Afrique Environnement Plus : Qu’est ce qu’on peut retenir comme mesures fortes au profit de l’Afrique au terme de l’Assemblée générale de l’ONU sur les questions de pollution et des déchets ?

Dr Juliette BIAO : L’Assemblée des Nations-Unies est l’instance suprême qui prend des décisions sur les questions environnementales et elle regroupe 193 Etats membres dont 54 sont africains. Cette deuxième Assemblée des Nations-Unies s’est tenue sous le thème « Une planète sans pollution ».

Au  nombre des résolutions qui ont été adoptées lors de ces assises sur l’environnement, l’Afrique a eu une position commune sur les mesures idoines qui faillent prendre pour lutter contre la pollution de l’eau, du sol, de l’air, sonore et toutes formes de pollution.
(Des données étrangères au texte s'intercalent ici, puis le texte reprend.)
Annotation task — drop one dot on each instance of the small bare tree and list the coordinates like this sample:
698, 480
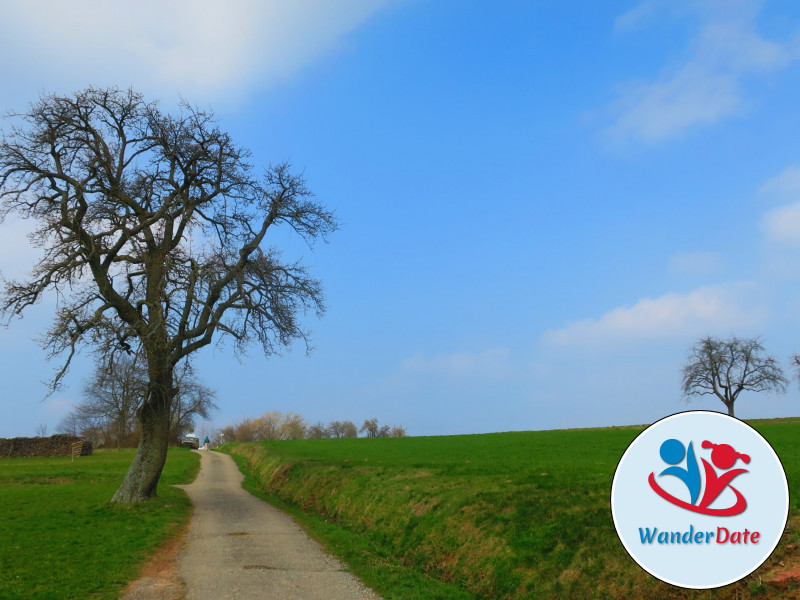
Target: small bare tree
726, 368
343, 429
155, 231
318, 431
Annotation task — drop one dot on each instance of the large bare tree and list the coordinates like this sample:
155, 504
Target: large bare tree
726, 368
155, 230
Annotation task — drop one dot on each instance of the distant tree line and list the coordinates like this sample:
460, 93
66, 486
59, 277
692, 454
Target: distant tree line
276, 425
727, 367
112, 399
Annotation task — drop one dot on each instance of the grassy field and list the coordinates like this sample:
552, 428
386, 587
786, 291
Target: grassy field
511, 515
62, 539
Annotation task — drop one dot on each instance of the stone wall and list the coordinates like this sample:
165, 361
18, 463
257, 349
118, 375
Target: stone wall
57, 445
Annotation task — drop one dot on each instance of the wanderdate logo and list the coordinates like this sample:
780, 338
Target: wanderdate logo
723, 457
699, 499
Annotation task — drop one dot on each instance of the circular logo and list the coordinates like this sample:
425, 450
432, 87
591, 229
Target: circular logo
699, 499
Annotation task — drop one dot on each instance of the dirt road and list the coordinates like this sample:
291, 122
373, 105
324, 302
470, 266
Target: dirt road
240, 547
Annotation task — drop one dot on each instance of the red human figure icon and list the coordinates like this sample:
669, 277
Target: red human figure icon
724, 457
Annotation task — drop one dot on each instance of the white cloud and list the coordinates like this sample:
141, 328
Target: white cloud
782, 224
705, 88
787, 183
489, 363
706, 309
202, 49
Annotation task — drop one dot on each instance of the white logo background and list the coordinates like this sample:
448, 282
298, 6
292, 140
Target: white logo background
635, 505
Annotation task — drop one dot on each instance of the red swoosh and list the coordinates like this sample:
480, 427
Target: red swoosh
737, 508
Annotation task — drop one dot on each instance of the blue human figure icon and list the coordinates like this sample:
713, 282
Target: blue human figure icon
672, 452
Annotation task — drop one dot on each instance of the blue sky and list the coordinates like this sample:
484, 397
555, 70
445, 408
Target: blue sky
544, 204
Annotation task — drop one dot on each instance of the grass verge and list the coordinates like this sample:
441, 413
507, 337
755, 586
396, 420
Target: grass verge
63, 539
512, 515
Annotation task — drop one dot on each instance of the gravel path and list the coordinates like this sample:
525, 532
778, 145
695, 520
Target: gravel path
240, 547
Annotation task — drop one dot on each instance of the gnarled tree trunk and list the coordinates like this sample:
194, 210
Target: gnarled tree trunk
141, 481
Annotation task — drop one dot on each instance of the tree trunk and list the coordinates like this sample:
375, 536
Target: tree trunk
141, 481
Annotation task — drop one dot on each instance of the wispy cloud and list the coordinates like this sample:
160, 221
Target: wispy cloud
694, 263
488, 363
787, 183
781, 225
200, 48
705, 88
706, 309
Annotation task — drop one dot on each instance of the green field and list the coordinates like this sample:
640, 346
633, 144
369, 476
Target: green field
62, 538
511, 515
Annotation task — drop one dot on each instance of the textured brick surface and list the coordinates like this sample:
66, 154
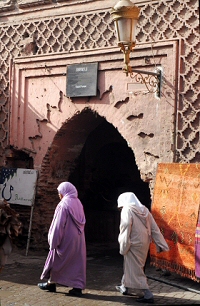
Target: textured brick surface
19, 279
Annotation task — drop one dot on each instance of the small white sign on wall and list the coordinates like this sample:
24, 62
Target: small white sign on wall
17, 185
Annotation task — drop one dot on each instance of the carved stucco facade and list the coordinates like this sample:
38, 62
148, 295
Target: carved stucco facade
40, 38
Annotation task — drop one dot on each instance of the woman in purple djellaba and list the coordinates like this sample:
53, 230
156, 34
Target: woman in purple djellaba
66, 261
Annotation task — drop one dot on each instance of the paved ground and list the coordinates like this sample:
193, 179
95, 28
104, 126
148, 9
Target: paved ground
18, 283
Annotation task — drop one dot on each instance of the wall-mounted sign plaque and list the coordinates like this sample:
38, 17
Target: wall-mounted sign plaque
82, 80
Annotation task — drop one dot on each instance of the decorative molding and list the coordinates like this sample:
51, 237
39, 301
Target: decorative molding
29, 3
7, 5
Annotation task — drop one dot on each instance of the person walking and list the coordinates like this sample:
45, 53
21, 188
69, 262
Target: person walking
137, 229
66, 261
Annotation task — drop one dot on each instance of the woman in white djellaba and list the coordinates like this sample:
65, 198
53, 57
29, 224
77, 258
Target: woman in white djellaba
137, 229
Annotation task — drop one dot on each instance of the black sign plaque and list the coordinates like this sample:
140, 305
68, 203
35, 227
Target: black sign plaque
82, 80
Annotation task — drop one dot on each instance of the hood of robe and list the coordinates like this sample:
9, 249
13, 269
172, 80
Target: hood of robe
130, 201
73, 204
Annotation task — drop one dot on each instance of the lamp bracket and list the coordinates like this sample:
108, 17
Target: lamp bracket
152, 80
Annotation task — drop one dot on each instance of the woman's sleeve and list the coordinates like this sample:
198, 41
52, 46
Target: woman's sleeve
56, 230
125, 230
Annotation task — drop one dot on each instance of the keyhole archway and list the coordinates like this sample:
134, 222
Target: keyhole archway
90, 152
105, 168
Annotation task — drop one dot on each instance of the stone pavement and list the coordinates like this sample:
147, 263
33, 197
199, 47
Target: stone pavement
18, 283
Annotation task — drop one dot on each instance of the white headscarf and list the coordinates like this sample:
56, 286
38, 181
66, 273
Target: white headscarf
130, 201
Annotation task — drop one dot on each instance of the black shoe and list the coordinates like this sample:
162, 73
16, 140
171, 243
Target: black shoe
75, 292
47, 286
143, 300
120, 289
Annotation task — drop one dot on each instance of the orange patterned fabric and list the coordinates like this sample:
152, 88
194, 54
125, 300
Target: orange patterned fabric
175, 208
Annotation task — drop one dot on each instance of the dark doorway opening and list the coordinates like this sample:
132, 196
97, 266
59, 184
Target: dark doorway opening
105, 168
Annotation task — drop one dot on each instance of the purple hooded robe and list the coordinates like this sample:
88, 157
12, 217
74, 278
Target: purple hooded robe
66, 261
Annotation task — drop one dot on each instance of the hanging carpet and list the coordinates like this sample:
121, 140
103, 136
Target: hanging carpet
175, 209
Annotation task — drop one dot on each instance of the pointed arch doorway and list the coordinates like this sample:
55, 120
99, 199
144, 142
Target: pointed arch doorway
105, 168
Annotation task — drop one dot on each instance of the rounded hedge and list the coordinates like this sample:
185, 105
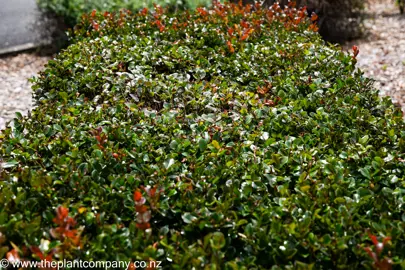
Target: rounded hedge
228, 138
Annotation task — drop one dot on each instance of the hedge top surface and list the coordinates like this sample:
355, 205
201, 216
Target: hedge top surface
227, 138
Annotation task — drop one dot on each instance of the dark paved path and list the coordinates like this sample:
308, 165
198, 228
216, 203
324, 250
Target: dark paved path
20, 25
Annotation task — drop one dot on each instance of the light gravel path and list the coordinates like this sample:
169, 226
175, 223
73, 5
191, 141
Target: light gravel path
382, 57
382, 52
15, 90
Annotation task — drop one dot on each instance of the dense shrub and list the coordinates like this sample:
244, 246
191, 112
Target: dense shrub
72, 10
220, 139
339, 20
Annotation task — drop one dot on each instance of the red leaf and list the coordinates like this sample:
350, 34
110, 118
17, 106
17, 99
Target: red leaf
230, 47
314, 17
373, 239
137, 196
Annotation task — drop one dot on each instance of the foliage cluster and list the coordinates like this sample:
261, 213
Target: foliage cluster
339, 20
72, 10
213, 139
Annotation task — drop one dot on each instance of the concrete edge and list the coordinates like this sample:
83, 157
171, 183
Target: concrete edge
22, 47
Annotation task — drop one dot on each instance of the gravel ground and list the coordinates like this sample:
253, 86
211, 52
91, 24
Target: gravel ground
15, 90
382, 57
382, 52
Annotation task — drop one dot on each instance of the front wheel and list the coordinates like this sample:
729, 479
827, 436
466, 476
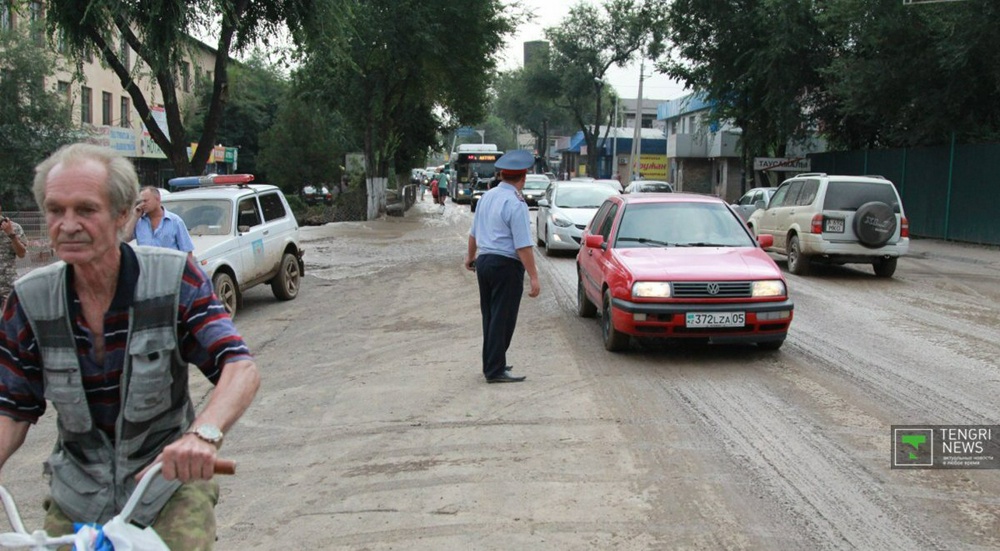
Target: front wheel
228, 293
285, 285
614, 340
798, 263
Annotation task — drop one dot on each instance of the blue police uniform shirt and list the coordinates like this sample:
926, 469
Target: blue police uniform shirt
172, 233
501, 224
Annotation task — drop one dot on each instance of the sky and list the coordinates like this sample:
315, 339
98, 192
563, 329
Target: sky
549, 13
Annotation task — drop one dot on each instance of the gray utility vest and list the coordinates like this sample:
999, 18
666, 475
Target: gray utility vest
92, 477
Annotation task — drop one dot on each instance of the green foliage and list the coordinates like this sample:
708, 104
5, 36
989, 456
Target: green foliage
34, 121
584, 46
255, 91
158, 32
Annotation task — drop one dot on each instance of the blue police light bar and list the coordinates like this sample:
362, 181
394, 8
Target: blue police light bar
213, 180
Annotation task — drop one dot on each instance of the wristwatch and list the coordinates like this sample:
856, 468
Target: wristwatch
209, 433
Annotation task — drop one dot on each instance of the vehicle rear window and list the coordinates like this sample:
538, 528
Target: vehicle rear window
851, 195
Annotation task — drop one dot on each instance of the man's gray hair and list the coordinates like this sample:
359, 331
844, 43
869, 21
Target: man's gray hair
123, 182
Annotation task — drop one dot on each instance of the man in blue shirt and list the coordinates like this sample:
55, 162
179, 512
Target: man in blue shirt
501, 234
155, 226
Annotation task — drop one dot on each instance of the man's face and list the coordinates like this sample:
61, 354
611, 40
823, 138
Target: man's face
149, 201
82, 228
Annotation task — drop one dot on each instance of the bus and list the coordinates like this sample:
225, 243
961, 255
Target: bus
469, 163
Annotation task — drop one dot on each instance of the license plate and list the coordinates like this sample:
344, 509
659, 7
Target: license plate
716, 319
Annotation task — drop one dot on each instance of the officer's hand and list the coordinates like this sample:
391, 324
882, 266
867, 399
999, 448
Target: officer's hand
187, 458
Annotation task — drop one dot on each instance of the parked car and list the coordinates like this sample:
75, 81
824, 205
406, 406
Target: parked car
815, 217
615, 184
756, 198
314, 195
679, 266
649, 186
565, 211
243, 235
534, 188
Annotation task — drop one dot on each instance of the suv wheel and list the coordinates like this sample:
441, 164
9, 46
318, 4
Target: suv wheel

Une déclaration ministérielle a été adoptée, et était négociée entre les Etats membres. L’une des résolutions qui concerne l’Afrique est celle qui lance un appel à tous les pays africains de pouvoir adopter les solutions plus novatrices pour accélérer la mise en œuvre de l’Agenda africain 2063. Cela passe par les questions de nouvelles technologies, des questions de comment valoriser toute la chaine et puis, la production depuis les matières premières, leurs transformations et leurs commercialisations pour qu’on puisse vraiment aller vers une valorisation des chaines de valeur. Elle permettra justement d’aller vers la réduction des gaz à effet de serre.

La 2ème Conférences des Parties des pays de la convention de Bamako, qui se tient à Abidjan au lendemain de l’Assemblée générale, semble être oubliée après 5 ans de la tenue de la 1ère Cop. Est-ce un manque d’engagement ou un désaveu des pays à pouvoir s’engager sur ces questions prioritaires, celles de la lutte contre les pollutions toxiques ?

Effectivement, cette observation est juste ! Je dois vous signaler que, le 30 janvier 2018 marquait le 27ème anniversaire de l’adoption de la Convention de Bamako sur l’interdiction de l’importation des déchets dangereux en Afrique et le contrôle et la gestion des déchets et des mouvements transfrontières. On a bien le droit d’avoir cette observation pour se demander pourquoi cette léthargie sur la mise en œuvre de la convention de Bamako qui, pourtant, est le seul accord multilatéral qui est africain.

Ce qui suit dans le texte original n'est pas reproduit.